Le chantier de la route interocéanique est lancé

Le président brésilien Luis Inacio Lula da Silva et son homologue péruvien Alejandro Toledo inaugurent le chantier de la route interocéanique à Puerto Maldonado, le 8 septembre 2005.(Photo: AFP)
Le président brésilien Luis Inacio Lula da Silva et son homologue péruvien Alejandro Toledo inaugurent le chantier de la route interocéanique à Puerto Maldonado, le 8 septembre 2005.
(Photo: AFP)
Les travaux ont officiellement débuté, jeudi. Cette voie qui traversera l’Amazonie comme l’Altiplano, reliera d’ici 2009 la côte brésilienne atlantique aux ports péruviens de l’océan Pacifique. Une opportunité commerciale pour le Brésil, le Pérou mais aussi la Bolivie.

De notre correspondante à Lima

«Nous fêtons un nouveau chapitre dans l’histoire de la région amazonienne et de l’Amérique du Sud», s’est félicité Luis Inacio Lula da Silva, jeudi. Le chef d’Etat brésilien, accompagné des présidents péruvien, Alejandro Toledo, et bolivien, Eduardo Rodriguez, était à Puerto Maldonado, dans la partie amazonienne du Pérou, à 1 000 kilomètres de Lima, pour inaugurer le chantier de l’Interocéanique. Evoquée depuis plus de cinquante ans, cette route, goudronnée et large de six mètres, reliera d’ici 2009, les océans Pacifique et Atlantique. «C’est la réalisation d’un rêve que Péruviens, Boliviens et Brésiliens avons depuis des décennies et qui jusque là n’était jamais allé plus loin que les discours», s’est enthousiasmé Lula qui y voit le «début de l’intégration physique» des trois pays. L’Interocéanique permettra une jonction directe des côtes du Brésil aux ports péruviens en passant près de la Bolivie.

Côté brésilien, il existait déjà une route traversant le pays depuis Assis et Inapari, deux villes situées en Amazonie à la frontière entre le Brésil et le Pérou, jusqu’au port de Santos, sur la côte atlantique.
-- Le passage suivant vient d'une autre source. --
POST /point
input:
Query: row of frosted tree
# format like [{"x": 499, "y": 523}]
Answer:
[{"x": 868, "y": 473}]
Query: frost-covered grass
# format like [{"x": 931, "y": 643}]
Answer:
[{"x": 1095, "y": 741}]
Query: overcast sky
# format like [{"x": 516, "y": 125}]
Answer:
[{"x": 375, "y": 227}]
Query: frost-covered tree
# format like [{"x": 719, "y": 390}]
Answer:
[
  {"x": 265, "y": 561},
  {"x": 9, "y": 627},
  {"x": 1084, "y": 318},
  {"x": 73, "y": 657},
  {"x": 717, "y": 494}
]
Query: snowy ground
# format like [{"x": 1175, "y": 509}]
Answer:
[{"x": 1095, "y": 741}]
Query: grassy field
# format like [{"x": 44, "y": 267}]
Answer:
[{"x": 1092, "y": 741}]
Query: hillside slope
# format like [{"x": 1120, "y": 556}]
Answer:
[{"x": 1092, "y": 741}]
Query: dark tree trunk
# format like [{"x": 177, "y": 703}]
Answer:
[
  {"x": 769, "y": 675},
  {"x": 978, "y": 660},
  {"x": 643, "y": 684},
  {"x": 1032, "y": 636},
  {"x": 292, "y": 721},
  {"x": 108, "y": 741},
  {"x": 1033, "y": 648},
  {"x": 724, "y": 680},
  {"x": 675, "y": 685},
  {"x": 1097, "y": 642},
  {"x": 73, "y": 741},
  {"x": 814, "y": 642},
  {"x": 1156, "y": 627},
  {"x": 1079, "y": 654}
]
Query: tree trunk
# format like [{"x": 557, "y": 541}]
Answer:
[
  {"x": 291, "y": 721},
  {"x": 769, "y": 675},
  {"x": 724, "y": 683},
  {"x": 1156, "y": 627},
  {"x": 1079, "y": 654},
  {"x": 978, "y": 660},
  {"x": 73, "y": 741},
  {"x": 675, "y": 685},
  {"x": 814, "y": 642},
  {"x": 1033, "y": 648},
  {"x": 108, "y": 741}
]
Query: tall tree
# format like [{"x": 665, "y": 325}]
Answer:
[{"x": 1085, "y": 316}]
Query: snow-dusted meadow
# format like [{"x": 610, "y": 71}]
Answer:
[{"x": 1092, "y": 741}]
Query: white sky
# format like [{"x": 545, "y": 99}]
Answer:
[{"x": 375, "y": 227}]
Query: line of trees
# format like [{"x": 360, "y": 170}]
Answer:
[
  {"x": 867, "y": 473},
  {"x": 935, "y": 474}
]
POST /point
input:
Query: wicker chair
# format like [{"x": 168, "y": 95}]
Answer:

Le nouveau chantier, lancé jeudi, permettra donc de relier ces mêmes villes à trois ports péruviens, sur la côte pacifique: Ilo, Matarani et Marcona. Pour ce faire, deux tronçons routiers vont être construits à partir d’Inapari. Le premier traversera la jungle avant d’affronter les hauteurs de l’Altiplano jusqu’à la ville de Macusani, à 4 000 mètres d’altitude. Le deuxième rejoindra Urcos, près de Cusco, la capitale de l’empire inca. En tout, ce sont près de 1 100 kilomètres de route, dont 324 ponts, qui seront construits au Pérou d’ici 2009. Coût de l’opération: 892 millions de dollars

Cette voie routière creusée au cœur de la forêt vierge aura en tout cas pour effet de désenclaver de nombreuses régions de l’Amazonie et des hauts plateaux péruviens ou boliviens, proches de l’Interocéanique. Pour le président de Bolivie, ce chantier permettra à son peuple d’avoir désormais accès aux deux océans. Le Brésil et le Pérou tireront surtout des avantages économiques de ce nouvel axe. La voie interocéanique devrait ainsi permettre au Brésil d’exporter vers l’Asie des minéraux, produits agricoles, viandes, café et autres, à partir des ports péruviens. Le Pérou devrait pour sa part exporter vers le Brésil du bois, des fruits et légumes, céréales ou lait. Le président de la chambre nationale Pérou-Brésil l’affirme: le commerce entre les deux pays pourrait être multiplié par trois en quatre ans.

Des choix contestés

Selon le président péruvien Alejandro Toledo, l’Interocéanique devrait contribuer à 1,5% du PIB national. Le chantier devrait en outre avoir des retombées positives pour quelque 5,6 millions de Péruviens, soit près de 20% de la population, tandis que 72 000 personnes travailleront sur le projet durant les quatre prochaines années. Malgré ces perspectives encourageantes, M. Toledo a dû faire face à de nombreuses critiques notamment relatives au coût de l’ouvrage, beaucoup plus élevé qu’initialement prévu. Face au manque à gagner des entreprises concessionnaires, l'État péruvien s'est ainsi engagé à leur verser 96 millions de dollars par an durant quinze ans.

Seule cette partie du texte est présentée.